Socialist organization in Colorado, US

Colorado Springs Socialists was a small organization located in the city of Colorado Springs, Colorado.

==History==
The CSS was initially founded as a Marxist reading group in the Autumn of 2016, before developing into a formal political organization in 2017. By late 2018, the group exceeded 100 members, operating on two university campuses and in the city of Pueblo, Colorado. In January 2020 the group announced on their Facebook page that they would be dissolving and merging into the DSA Communist Caucus.

==Ideology==
The CSS was an organization that holds the position that capitalism must be abolished and replaced with a socialist based political and economic structure. The organization took a non-tendency position on Marxism and Socialism, accepting Democratic Socialists, Anarchists, Libertarian socialists, Left Communists, Maoists and Trotskyists. The CSS was involved in a project called the Marxist Center, an attempt to unite other non-tendency revolutionary socialist organizations across the United States into "the first nation-wide, non-tendency Marxist organization."

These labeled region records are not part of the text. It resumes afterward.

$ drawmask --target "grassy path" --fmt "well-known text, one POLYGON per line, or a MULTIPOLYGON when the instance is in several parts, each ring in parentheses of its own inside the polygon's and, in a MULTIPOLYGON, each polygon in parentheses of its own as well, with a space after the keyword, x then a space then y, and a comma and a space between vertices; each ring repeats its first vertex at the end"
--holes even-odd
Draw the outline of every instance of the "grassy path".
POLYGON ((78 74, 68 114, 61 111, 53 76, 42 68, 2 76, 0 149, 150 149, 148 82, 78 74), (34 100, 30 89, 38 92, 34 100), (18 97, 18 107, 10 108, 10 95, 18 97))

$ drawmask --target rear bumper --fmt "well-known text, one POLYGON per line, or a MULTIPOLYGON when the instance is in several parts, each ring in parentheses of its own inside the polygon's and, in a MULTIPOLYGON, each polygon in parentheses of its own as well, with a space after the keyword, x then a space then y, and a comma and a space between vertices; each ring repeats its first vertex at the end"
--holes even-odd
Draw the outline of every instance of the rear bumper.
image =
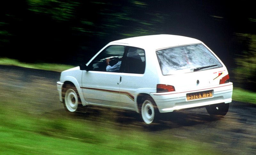
POLYGON ((185 92, 153 93, 150 94, 157 106, 160 112, 172 112, 174 110, 196 108, 208 105, 232 101, 233 83, 228 83, 200 90, 185 92), (188 93, 213 90, 213 96, 209 98, 188 101, 186 97, 188 93))
POLYGON ((62 99, 62 94, 61 93, 61 89, 62 89, 62 86, 63 85, 63 83, 61 82, 60 81, 57 82, 57 90, 59 92, 59 96, 60 99, 60 102, 63 102, 62 99))

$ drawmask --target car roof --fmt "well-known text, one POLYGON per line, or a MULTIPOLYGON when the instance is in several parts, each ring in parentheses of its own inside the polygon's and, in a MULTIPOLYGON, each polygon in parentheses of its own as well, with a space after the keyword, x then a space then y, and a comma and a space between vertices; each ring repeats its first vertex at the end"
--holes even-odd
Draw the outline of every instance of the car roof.
POLYGON ((161 49, 195 43, 202 43, 200 40, 189 37, 170 35, 145 35, 116 40, 110 43, 124 43, 128 46, 145 49, 161 49))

==Police infiltration and arrests==
In March 2017, four members of the CSS were arrested during "March Against Imperialism" protest in downtown Colorado Springs, on charges of obstructing traffic ways, a misdemeanor crime in Colorado. The CSS referred to these arrests as the "Trial of the Socialist Six", alleging The Colorado Springs Police Department took part in outrageous conduct, endangering of protesters, and frequently participating in arbitrary arrests. On August 2, 2017 Colorado Springs Independent writer Nat Stein uncovered body-camera footage of Colorado Springs officers discussing the infiltration of the organization. The Colorado Springs Police Force placed two undercover officers, under the aliases of "Mark" and "Amy", into the CSS as part of a surveillance of the organization.